Nel corse del 2019 l’indagine ha portato quindi ad una serie di verifiche fiscali nei confronti di una società di capitali con sede a Piovene Rocchette, attiva nel settore del commercio all’ingrosso di metallo ed evasore totale sia dell’Iva che delle imposte dirette negli anni dal 2017 al 2019: i controlli hanno permesso di rilevare come l’azienda abbia esercitato per anni il ruolo di quello che viene chiamato in gergo “missing trader” nell’ambito di un’articolata frode a “carosello” relativa all’importazione, dalla Slovenia, dalla Slovacchia e dall’Ungheria, di prodotti semilavorati in metallo (principalmente lamiere), indispensabili per il distretto industriale siderurgico dell’Alto Vicentino.
Nel concreto, le fiamme gialle avrebbero quindi appurato che la Srl si interponeva fittiziamente tra l’operatore commerciale estero e il reale destinatario dei beni e ha di fatto emesso e ricevuto fatture per operazioni inesistenti per oltre 4,2 milioni di euro, consentendo ai beneficiari della frode – società di capitali italiane con sede nelle province di Vicenza, Brescia, Treviso e Pisa – di detrarre indebitamente l’Iva sulle operazioni passive e di acquistare tali beni a prezzi illecitamente concorrenziali.

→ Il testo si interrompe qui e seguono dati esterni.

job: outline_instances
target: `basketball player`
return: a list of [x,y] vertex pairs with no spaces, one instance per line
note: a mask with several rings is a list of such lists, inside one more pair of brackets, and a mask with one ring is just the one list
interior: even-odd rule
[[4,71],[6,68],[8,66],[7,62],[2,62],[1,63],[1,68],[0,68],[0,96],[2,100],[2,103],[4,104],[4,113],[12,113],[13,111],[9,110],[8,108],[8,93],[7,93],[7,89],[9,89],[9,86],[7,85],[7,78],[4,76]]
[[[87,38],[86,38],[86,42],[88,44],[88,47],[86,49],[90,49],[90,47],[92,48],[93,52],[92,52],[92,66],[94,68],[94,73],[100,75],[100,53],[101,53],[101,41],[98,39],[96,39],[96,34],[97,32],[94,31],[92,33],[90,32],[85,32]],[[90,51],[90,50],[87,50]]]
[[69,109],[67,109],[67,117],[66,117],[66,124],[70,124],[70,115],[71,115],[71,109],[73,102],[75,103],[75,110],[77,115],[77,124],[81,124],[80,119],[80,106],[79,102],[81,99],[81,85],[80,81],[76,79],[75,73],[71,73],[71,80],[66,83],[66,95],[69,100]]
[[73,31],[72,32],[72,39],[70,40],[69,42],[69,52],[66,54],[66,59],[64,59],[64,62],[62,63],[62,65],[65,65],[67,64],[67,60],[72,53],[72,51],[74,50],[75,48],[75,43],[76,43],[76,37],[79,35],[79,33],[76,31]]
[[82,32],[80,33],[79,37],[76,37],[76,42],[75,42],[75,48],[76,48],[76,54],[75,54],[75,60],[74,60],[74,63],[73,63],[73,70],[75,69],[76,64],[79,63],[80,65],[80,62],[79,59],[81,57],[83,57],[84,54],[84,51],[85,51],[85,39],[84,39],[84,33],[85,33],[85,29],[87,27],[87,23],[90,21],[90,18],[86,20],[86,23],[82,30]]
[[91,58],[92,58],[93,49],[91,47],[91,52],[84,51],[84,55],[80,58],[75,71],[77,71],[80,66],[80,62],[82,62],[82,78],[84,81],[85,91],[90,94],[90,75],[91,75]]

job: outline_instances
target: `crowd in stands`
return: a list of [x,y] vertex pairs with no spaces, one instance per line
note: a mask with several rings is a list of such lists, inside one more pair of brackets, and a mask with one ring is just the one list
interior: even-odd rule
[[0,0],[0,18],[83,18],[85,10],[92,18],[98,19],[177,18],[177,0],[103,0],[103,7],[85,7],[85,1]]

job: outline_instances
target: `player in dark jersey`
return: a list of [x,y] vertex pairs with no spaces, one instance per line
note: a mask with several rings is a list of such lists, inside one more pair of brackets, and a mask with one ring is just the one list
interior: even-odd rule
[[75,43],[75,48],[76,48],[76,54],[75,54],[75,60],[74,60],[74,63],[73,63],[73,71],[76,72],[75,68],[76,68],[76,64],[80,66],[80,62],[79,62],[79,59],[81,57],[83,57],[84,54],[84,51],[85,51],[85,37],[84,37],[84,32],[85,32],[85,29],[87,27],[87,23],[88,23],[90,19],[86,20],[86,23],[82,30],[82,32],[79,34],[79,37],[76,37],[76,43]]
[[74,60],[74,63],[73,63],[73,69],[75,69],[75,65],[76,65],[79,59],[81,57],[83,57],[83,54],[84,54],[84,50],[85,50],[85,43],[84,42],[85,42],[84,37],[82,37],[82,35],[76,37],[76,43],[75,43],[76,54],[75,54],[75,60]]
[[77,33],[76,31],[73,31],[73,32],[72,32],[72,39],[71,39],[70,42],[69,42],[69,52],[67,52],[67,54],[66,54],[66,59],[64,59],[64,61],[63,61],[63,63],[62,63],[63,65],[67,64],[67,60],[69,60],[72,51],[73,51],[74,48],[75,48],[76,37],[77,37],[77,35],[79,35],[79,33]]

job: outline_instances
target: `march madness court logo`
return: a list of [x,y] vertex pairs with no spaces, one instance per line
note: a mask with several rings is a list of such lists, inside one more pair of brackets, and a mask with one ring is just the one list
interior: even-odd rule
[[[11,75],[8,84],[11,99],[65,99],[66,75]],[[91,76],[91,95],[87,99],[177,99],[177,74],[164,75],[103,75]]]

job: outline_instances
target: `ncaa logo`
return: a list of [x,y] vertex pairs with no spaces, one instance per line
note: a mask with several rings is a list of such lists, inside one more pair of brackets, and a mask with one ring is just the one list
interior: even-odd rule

In alcuni casi, per rendere la frode più articolata e difficile da scoprire, gli acquisti intra-comunitari erano triangolati attraverso una seconda società interposta, con sede legale ad Ancona ma di fatto inesistente.
Il titolare era la classica “testa di legno” e l’impresa – utilizzata per frodare il fisco – era del tutto priva di struttura commerciale, di macchinari e di dipendenti, mentre la sede legale ed operativa coincideva con la residenza del socio amministratore – A.O., 39 anni, di Piovene Rocchette – il quale, nonostante il piccolo reddito che si procurava facendo l’imbianchino, per i finanziari conduceva un tenore di vita estremamente elevato. Durante i controlli, poi lo stesso non aveva esibito le scritture contabili obbligatorie, rendendosi poi irreperibile. I documenti fiscali i finanzieri li avevano però rintracciati, attraverso approfondite ricerche documentali, presso la sua abitazione, ed in parte con la trasmissione di mirati questionari ai clienti. In parallelo, la polizia tributaria ha anche ricostruito le operazioni di acquisto dai fornitori comunitari, grazie al sistema informatico di interscambio comunitario di informazioni (la cosiddetta banca dati V.I.E.S.).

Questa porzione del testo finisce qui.